By Justine Griffin for the Tampa Bay Times
TAMPA — As John Reisinger waited with family at Tampa General Hospital, grief settled in like a fog. So some of the details are hazy.
But he remembers the moment when three women in white lab coats approached him.
The day before, his niece, Jessica Raubenolt, had been struck and killed by a speeding car as she legally crossed Bayshore Boulevard with her 21-month-old daughter, Lillia.
A bystander had kept the girl’s heart beating. But now, in the neonatal intensive care unit, she was fading.
The women had some paperwork. They asked for permission to record Lillia’s heartbeat.
“Of course with the emotional state of the immediate family, I told them to go ahead and record it, that we’d have the paperwork signed in time,” Reisinger said.
That night, a team of nurses and staff from Tampa General captured audio from the dying child’s heart.
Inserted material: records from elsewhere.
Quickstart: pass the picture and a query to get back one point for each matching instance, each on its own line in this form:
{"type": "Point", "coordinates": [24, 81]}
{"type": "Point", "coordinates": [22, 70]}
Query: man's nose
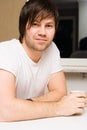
{"type": "Point", "coordinates": [42, 30]}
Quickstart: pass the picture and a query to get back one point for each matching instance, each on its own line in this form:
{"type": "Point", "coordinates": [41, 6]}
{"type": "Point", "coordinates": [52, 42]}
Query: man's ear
{"type": "Point", "coordinates": [27, 26]}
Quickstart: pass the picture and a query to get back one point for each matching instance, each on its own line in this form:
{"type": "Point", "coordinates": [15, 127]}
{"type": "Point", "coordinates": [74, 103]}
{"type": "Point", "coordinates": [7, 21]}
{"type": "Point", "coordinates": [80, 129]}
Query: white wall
{"type": "Point", "coordinates": [82, 19]}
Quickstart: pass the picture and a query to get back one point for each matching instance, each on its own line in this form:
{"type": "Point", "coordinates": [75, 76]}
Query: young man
{"type": "Point", "coordinates": [32, 63]}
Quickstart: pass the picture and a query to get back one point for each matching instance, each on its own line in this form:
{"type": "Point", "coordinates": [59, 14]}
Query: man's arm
{"type": "Point", "coordinates": [15, 109]}
{"type": "Point", "coordinates": [56, 88]}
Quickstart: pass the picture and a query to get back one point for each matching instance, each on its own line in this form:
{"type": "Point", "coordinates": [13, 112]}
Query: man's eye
{"type": "Point", "coordinates": [35, 24]}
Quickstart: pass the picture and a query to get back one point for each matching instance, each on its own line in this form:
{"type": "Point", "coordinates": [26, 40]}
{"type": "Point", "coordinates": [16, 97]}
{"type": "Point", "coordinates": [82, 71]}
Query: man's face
{"type": "Point", "coordinates": [40, 35]}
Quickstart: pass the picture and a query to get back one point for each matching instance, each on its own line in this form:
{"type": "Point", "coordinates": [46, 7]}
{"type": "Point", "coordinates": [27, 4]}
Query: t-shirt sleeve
{"type": "Point", "coordinates": [7, 61]}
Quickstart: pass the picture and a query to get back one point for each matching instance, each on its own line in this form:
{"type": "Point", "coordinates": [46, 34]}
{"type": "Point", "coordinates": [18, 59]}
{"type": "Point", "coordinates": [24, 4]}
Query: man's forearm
{"type": "Point", "coordinates": [50, 96]}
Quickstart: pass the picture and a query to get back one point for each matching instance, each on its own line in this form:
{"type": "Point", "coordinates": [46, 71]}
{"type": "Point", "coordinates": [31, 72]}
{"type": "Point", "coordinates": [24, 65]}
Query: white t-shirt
{"type": "Point", "coordinates": [31, 78]}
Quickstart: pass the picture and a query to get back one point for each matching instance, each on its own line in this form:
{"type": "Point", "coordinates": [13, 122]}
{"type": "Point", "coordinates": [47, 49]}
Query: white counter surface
{"type": "Point", "coordinates": [56, 123]}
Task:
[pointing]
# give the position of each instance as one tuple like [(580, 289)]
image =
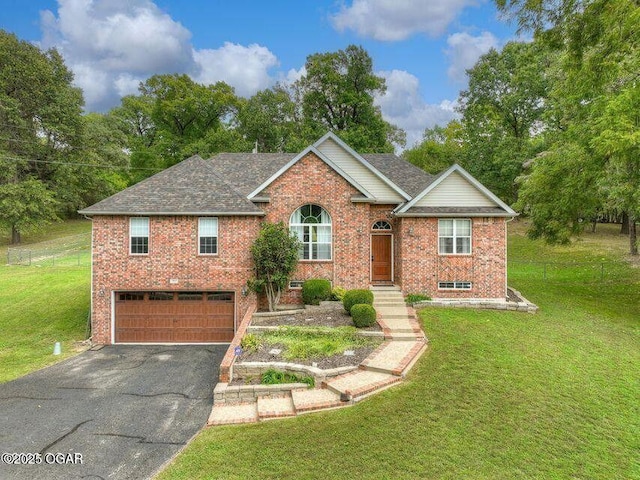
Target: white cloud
[(245, 68), (393, 20), (403, 106), (113, 45), (464, 50)]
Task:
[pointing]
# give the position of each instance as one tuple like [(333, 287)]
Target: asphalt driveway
[(117, 413)]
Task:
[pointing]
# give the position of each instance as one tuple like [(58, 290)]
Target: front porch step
[(309, 400), (356, 385), (387, 294), (385, 288), (389, 303), (230, 413), (393, 357), (275, 407)]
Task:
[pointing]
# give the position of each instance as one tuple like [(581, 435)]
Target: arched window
[(312, 225), (381, 225)]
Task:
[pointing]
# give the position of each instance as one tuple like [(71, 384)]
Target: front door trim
[(391, 259)]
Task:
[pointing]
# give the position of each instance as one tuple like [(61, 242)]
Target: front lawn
[(497, 395), (41, 305)]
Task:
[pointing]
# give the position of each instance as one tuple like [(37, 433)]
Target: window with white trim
[(208, 236), (311, 224), (454, 285), (139, 235), (454, 236)]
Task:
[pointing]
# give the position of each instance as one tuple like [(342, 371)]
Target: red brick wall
[(173, 249), (422, 267), (173, 254), (312, 181)]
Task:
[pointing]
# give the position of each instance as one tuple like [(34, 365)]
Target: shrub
[(276, 377), (416, 297), (315, 291), (353, 297), (363, 315), (250, 342), (338, 293)]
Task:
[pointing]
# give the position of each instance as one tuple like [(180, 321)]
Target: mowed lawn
[(498, 395), (41, 305)]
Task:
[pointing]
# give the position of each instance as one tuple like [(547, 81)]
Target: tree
[(501, 111), (594, 97), (41, 133), (275, 255), (338, 92), (269, 119), (440, 148), (174, 117), (26, 206)]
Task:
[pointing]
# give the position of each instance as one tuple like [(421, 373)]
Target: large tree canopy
[(338, 93), (593, 106)]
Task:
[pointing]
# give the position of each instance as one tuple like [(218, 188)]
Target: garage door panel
[(195, 335), (165, 317)]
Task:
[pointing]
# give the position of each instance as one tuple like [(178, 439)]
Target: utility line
[(56, 162)]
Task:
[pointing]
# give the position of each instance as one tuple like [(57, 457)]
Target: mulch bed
[(329, 314)]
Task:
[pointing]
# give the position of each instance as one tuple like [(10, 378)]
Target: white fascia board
[(457, 168), (294, 160), (366, 164), (458, 215), (171, 214)]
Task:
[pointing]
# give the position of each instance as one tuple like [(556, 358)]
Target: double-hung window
[(454, 236), (139, 235), (312, 225), (208, 236)]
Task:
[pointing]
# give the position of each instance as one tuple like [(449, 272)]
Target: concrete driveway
[(116, 413)]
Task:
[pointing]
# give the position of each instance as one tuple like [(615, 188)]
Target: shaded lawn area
[(40, 306), (497, 395)]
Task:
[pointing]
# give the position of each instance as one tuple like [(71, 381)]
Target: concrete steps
[(275, 407), (356, 385), (393, 357), (231, 413), (306, 401), (385, 367)]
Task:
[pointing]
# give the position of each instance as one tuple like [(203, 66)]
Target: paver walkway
[(385, 367)]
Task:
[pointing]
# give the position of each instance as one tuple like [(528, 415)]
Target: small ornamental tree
[(275, 255)]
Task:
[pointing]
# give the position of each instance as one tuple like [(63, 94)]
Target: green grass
[(314, 342), (498, 395), (41, 305)]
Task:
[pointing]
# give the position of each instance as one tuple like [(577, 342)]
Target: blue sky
[(421, 47)]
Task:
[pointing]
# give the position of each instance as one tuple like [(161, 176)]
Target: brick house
[(171, 254)]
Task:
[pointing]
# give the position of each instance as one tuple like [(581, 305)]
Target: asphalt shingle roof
[(190, 187), (220, 186), (407, 176), (440, 211)]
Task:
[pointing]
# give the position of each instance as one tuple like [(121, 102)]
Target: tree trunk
[(633, 240), (624, 229), (15, 235)]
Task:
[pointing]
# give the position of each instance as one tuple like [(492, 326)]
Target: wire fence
[(69, 251), (565, 272)]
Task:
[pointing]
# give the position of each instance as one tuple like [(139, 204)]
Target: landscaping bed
[(328, 314), (316, 336)]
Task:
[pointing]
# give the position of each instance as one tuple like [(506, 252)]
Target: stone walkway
[(385, 367)]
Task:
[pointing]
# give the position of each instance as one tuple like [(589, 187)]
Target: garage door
[(174, 317)]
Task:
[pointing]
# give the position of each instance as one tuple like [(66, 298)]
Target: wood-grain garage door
[(174, 317)]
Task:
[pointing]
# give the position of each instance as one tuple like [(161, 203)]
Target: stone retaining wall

They later added music and offered it to the family as a keepsake — part of the hospital’s Beats of Love program, which began last year, with a focus on critical patients.
Anthony Goodwin, a musician by trade who plays guitar for Tampa General patients, uses his audio engineering experience to save the heartbeats for families to listen to on their own.
“We wanted to help families cope with the unfathomable loss of a child,” said Dr. Maya Balakrishnan, a neonatologist at the hospital and an associate professor of pediatrics at the USF Morsani College of Medicine.
She described Goodwin’s role as “creating magic.”
Reisinger remembers Goodwin asking if the family would like the sound of Lillia’s last heartbeats set to music. They said yes, and requested Over the Rainbow.
“It was one of the first songs David and Jessica sang to Lillia when she was born,” he said of Lillia’s parents. “And it was one of the last things David was able to do before she died, is sing it to her again, and then she was taken away for organ donor surgery.”